Abstract
This study develops a team classification scheme for human-agent teaming (HAT) and, based on this, analyzes 25 testbeds utilized in 68 empirical studies on HAT. The team classification scheme, adapting an existing scheme used for human-human teams, consists of nine dimensions, including team composition, task interdependence, role structure, leadership structure, authority differentiation, communication structure, communication direction, communication medium, and team life span. This scheme was then applied to analyze 25 testbeds utilized in 68 empirical studies. We found that a significant portion of existing literature on HAT focused on teams consisting of one human and one agent, with humans typically assuming leadership roles. Moreover, the dynamics within these teams tended to remain static over time. Our findings highlight the importance of further research into diverse team attributes, such as team composition, leadership structure, and communication structure. Such efforts would facilitate a deeper understanding of complex team dynamics in human-agent teaming.
Introduction
Human-agent teaming has emerged as a topic of significant research interest across multiple disciplines, including human factors, computer science, and robotics. Existing studies of human-agent teaming employed different types of testbeds, most of which were developed and utilized by the research teams. Accordingly, these testbeds display distinct characteristics, covering various task domains, goals, and configurations of team members. For example, the MIX (Mixed Initiative eXperimental) testbed, referenced in numerous studies (e.g., J. Y.Chen et al., 2013), incorporates a RoboLeader that is capable of collecting information from subordinate robots that have limited autonomy. Within this testbed, a human operator is responsible for detecting targets using the subordinate robots and rerouting with the assistance of the RoboLeader. Another commonly used testbed, CERTT (Cognitive Engineering Research on Team Tasks), simulates a team of three members with specific roles (i.e., navigator, photographer, pilot). In this testbed, all of the team members need to collaborate effectively to achieve the team objective of capturing ground targets (e.g., Cooke et al., 2016).

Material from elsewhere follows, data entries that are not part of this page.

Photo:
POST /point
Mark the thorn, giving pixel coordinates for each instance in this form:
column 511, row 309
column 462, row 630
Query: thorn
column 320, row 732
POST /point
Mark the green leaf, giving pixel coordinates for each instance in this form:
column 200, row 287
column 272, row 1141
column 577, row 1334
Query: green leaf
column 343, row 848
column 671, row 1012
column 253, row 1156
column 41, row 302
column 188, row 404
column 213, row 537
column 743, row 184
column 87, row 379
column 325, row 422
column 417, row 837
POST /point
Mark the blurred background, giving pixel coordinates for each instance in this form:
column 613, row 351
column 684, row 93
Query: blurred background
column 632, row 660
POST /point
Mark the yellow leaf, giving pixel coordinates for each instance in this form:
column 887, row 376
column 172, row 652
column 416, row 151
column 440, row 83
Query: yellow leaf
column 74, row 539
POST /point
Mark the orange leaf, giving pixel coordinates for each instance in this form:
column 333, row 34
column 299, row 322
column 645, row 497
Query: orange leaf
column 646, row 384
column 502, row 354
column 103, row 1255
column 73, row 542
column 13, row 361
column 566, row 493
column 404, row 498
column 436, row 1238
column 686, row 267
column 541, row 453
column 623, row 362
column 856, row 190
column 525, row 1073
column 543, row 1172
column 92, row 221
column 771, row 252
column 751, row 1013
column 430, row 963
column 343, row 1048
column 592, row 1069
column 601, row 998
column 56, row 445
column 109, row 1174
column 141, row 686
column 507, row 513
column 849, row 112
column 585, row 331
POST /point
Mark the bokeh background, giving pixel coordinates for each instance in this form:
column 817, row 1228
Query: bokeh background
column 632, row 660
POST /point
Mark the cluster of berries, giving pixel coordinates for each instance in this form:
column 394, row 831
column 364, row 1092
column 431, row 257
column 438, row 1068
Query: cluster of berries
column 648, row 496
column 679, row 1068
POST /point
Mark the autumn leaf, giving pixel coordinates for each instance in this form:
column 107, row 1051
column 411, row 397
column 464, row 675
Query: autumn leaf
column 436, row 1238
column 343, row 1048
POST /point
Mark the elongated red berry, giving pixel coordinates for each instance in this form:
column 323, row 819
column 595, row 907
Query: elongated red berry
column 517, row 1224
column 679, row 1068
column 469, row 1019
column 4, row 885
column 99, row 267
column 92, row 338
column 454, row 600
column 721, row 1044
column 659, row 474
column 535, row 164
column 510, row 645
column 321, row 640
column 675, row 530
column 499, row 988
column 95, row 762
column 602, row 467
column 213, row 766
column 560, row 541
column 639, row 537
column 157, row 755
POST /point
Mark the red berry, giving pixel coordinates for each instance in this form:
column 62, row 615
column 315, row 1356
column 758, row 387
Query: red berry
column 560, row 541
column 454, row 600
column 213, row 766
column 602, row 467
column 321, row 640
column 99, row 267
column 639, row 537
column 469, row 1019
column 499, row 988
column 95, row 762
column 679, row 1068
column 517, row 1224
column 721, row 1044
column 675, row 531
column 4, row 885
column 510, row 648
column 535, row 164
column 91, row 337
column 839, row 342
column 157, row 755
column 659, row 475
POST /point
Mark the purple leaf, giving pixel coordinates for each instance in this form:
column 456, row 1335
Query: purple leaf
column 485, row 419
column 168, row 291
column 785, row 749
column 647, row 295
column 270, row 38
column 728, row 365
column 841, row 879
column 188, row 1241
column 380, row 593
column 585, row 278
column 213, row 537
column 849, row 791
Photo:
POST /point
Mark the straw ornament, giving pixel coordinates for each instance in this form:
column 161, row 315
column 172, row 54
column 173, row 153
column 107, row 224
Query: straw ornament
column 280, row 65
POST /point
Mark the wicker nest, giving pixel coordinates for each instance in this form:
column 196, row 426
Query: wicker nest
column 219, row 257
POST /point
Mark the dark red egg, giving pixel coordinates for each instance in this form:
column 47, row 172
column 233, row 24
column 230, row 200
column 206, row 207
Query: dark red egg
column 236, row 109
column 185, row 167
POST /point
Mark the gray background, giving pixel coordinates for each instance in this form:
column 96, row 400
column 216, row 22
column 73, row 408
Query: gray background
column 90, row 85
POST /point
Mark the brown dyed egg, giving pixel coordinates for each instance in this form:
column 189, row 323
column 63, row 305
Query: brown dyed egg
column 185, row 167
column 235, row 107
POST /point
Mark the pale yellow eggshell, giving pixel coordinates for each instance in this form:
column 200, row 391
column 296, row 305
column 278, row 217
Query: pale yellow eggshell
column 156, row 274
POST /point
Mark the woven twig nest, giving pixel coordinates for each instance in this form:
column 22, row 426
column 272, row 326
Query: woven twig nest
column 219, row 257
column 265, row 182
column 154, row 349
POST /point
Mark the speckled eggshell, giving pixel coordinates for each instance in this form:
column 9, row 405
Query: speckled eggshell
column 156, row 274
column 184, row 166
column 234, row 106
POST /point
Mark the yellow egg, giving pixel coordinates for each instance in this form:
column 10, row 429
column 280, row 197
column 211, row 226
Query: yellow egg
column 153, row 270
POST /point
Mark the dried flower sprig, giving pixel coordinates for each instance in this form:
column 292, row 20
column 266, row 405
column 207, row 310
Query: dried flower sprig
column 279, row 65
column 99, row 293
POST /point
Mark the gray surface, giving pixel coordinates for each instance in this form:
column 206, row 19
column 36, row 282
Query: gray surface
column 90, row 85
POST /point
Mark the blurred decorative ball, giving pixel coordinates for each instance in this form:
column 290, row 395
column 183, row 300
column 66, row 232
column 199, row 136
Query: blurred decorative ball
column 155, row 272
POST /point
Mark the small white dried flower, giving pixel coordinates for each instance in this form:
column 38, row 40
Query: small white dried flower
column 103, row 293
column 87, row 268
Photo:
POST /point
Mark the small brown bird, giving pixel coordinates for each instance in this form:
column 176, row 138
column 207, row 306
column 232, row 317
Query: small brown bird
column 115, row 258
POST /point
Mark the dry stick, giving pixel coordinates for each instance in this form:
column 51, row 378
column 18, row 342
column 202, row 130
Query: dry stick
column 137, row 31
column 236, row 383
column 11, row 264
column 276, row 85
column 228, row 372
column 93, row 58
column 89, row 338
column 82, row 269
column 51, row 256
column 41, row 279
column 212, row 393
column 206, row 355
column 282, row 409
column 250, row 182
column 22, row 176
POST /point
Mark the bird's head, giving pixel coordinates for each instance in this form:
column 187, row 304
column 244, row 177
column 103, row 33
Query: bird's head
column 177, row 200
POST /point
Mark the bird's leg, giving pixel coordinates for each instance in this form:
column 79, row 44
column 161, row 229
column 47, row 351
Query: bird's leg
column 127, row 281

These testbeds have facilitated research into evaluating various aspects of human-agent teams including team performance, workload, and trust. Also, drawing inspiration from the extensive research on human-human teams, an increasing number of studies are beginning to focus on how team characteristic-related variables affect human-agent team dynamics. There is a growing body of research comparing team performance across different team configurations (e.g., Fan et al., 2005; Harriott et al., 2012).

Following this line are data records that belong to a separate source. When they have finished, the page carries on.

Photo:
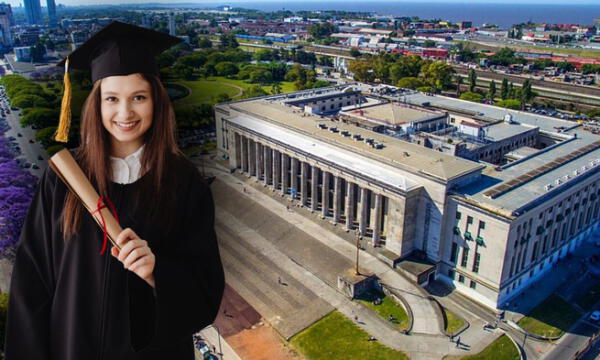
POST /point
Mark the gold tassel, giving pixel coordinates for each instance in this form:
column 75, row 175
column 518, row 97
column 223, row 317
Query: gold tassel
column 62, row 132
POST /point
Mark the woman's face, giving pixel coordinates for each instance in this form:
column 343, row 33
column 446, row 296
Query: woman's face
column 126, row 108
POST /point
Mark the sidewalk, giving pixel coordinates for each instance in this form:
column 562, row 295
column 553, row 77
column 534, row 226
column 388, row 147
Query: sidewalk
column 428, row 345
column 223, row 349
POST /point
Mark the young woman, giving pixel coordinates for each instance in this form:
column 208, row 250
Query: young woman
column 69, row 302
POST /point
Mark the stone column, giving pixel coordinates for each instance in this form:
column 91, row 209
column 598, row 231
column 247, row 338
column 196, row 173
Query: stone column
column 258, row 146
column 314, row 191
column 244, row 152
column 294, row 177
column 285, row 176
column 304, row 183
column 337, row 198
column 377, row 218
column 267, row 164
column 349, row 205
column 251, row 158
column 362, row 220
column 325, row 195
column 276, row 168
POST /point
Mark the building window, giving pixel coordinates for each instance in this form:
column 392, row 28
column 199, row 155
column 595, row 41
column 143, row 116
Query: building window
column 463, row 261
column 454, row 252
column 451, row 274
column 476, row 262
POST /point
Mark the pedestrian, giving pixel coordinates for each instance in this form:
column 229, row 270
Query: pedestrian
column 164, row 282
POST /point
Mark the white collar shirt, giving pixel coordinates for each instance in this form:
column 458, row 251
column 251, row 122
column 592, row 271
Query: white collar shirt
column 127, row 170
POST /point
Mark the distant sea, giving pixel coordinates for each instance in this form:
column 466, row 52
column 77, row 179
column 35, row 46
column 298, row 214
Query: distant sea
column 501, row 14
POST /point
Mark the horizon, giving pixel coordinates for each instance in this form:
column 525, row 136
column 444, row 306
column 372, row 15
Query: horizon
column 18, row 3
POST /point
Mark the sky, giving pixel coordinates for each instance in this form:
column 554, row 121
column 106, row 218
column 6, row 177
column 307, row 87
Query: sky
column 218, row 2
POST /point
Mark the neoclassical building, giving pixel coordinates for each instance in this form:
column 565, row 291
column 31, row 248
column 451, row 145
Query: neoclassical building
column 487, row 235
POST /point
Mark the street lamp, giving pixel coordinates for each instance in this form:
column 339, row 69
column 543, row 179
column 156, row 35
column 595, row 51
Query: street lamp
column 219, row 338
column 357, row 250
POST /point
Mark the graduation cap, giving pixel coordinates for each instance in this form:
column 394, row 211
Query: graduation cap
column 117, row 49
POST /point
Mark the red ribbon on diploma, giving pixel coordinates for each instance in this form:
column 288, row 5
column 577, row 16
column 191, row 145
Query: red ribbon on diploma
column 102, row 202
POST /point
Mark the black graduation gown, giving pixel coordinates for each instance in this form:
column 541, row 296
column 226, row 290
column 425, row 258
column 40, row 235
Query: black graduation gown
column 67, row 302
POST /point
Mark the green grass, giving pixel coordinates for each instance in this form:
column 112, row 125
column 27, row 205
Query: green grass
column 453, row 322
column 204, row 91
column 387, row 307
column 501, row 349
column 588, row 300
column 336, row 337
column 551, row 318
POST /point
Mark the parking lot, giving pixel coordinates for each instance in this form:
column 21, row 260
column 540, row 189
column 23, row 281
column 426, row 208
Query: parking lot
column 28, row 153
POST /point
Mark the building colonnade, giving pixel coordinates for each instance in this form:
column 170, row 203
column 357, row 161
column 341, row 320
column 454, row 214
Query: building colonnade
column 343, row 202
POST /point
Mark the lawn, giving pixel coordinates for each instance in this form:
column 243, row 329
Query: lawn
column 453, row 322
column 204, row 91
column 588, row 300
column 336, row 337
column 501, row 349
column 387, row 307
column 551, row 318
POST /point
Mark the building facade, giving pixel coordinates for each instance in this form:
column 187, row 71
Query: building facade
column 490, row 230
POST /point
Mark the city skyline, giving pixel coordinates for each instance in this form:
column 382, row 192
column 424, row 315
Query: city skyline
column 20, row 3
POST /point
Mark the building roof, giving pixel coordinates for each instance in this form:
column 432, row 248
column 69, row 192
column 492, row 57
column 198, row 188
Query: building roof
column 397, row 153
column 533, row 191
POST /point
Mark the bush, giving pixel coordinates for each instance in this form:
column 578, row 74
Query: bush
column 471, row 96
column 509, row 104
column 3, row 312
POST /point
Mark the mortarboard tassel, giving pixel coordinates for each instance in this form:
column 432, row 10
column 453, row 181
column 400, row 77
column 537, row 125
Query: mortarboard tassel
column 62, row 132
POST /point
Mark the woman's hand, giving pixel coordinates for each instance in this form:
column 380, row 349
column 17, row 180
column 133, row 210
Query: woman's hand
column 135, row 255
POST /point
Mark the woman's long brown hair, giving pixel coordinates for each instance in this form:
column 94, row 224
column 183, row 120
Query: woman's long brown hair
column 94, row 152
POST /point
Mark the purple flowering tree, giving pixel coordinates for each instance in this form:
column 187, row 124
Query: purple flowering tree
column 17, row 187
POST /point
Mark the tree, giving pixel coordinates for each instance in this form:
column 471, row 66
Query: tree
column 362, row 70
column 492, row 90
column 204, row 43
column 40, row 117
column 255, row 91
column 504, row 89
column 276, row 88
column 509, row 104
column 437, row 74
column 354, row 52
column 45, row 136
column 472, row 80
column 429, row 43
column 321, row 31
column 459, row 81
column 471, row 96
column 25, row 101
column 410, row 83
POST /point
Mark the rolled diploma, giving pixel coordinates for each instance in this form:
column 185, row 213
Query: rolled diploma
column 71, row 174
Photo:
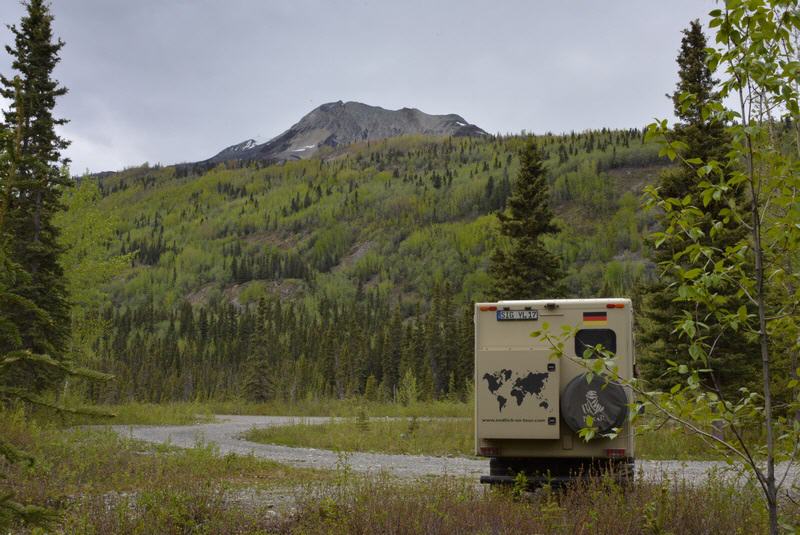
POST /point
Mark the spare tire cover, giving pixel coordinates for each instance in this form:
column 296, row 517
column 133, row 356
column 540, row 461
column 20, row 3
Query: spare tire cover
column 605, row 402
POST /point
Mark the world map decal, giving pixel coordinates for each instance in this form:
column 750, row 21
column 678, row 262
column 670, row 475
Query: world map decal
column 506, row 383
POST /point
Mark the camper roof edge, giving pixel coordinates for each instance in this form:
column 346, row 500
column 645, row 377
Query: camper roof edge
column 583, row 303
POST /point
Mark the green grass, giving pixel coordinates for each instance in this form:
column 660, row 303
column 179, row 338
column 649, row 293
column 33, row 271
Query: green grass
column 450, row 437
column 410, row 436
column 449, row 505
column 431, row 438
column 344, row 408
column 102, row 483
column 136, row 413
column 85, row 472
column 184, row 413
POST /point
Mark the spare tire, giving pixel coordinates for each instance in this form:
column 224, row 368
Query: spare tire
column 605, row 402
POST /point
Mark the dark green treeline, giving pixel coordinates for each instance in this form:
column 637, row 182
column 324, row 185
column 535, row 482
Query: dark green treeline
column 280, row 350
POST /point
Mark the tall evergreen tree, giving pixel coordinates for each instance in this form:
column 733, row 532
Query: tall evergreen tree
column 525, row 269
column 705, row 138
column 34, row 180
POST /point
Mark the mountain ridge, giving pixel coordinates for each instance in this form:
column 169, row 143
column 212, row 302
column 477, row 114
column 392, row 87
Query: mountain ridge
column 339, row 123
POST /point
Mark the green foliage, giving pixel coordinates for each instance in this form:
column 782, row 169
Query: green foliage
column 700, row 137
column 417, row 436
column 366, row 269
column 32, row 179
column 756, row 51
column 523, row 268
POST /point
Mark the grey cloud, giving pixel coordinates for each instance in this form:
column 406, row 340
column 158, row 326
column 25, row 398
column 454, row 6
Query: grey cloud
column 177, row 80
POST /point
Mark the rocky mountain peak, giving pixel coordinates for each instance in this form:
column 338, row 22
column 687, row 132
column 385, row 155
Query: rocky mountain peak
column 341, row 123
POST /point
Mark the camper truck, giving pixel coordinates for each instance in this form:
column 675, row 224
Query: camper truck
column 530, row 404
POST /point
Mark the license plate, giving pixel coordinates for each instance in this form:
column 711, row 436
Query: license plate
column 517, row 315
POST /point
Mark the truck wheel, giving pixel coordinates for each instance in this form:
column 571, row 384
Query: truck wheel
column 606, row 403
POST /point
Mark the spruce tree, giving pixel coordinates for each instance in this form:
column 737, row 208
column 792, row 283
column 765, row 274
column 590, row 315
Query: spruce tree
column 34, row 180
column 705, row 138
column 525, row 269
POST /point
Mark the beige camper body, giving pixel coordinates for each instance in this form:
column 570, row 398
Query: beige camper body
column 519, row 385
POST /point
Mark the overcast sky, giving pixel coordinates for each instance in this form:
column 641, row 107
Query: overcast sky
column 178, row 80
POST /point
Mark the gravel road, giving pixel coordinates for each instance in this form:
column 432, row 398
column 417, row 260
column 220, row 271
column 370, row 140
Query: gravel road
column 227, row 429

However, there is a notable gap in the comprehensive understanding of the available testbeds. Detailed knowledge about the features, distribution, and differences and similarities between testbeds is lacking. While a systematic review of previous empirical studies on human-agent teaming has outlined the dependent and independent variables used in the literature (O’Neill et al., 2022), a testbed-oriented analysis that illustrates team characteristics of each testbed is absent.

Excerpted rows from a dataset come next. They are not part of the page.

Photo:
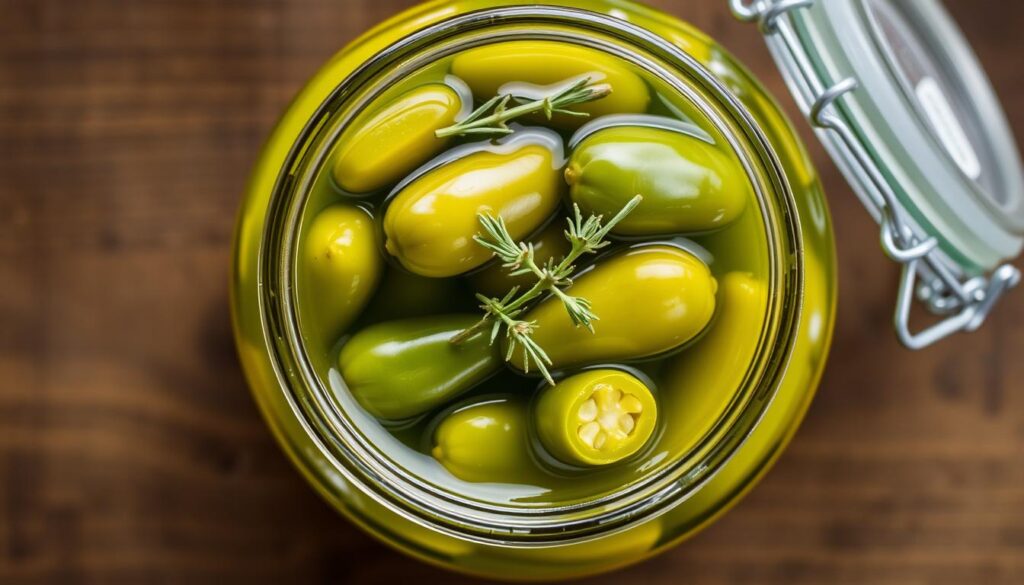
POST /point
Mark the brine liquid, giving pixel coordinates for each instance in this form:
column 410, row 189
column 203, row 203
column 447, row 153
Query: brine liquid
column 739, row 247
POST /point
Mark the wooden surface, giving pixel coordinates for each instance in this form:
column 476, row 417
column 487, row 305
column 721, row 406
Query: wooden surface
column 130, row 451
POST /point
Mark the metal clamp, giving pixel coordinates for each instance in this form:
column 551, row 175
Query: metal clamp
column 964, row 303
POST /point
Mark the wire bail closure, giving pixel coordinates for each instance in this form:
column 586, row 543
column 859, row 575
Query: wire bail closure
column 964, row 303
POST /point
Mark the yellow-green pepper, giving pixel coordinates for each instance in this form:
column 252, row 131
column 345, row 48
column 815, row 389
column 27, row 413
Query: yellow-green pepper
column 649, row 300
column 430, row 223
column 395, row 139
column 595, row 418
column 400, row 369
column 699, row 383
column 485, row 443
column 341, row 267
column 688, row 185
column 546, row 66
column 404, row 295
column 495, row 281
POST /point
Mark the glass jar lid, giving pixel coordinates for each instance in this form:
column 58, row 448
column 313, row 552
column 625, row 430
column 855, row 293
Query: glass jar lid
column 903, row 107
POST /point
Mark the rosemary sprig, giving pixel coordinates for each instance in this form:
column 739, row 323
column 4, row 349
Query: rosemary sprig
column 585, row 236
column 496, row 124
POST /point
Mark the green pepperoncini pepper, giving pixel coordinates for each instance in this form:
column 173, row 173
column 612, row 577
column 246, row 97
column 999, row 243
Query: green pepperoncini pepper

Addressing this gap is crucial for researchers to identify areas that require further exploration and development. Specifically, an overview of the testbeds used in empirical studies would enable researchers to comprehend the types of testbeds that have been employed and envision new testbeds that could tackle unresolved research questions. In response to this need, we conducted a literature review on human-agent teaming testbeds featured in prior research. Initially, we created a team classification scheme to analyze human-agent teams, adapting an existing classification scheme used for human-human teams. This scheme was then applied to analyze 25 testbeds utilized in 68 empirical research studies.
Our study not only identified the distribution of existing human-agent teaming testbeds but also highlighted areas of research that need further investigation. For instance, it was found that a body of literature on human-agent teaming focused on teams comprising one human and one agent, with humans typically in a leadership role. Moreover, the dynamics within these teams tended to remain static over time. Our findings emphasize the importance of further research into diverse team attributes, such as team composition, leadership structure, and communication methods. Such research efforts would facilitate a deeper understanding of more complex team dynamics in human-agent teaming, potentially leading to more effective human-agent collaborations.
Methods
Development of Team Classification Scheme for Human-Agent Teams
We first developed a team classification scheme for analyzing human-agent teams. The scheme was derived from a comprehensive set of team-level characteristics in the context of human teams proposed by Wildman et al. (2012), which we modified to suit the context of human-agent teaming. Subsequently, we applied the taxonomy to analyze 25 testbeds identified in a recent systematic review of human-agent teaming literature (O’Neill et al., 2022).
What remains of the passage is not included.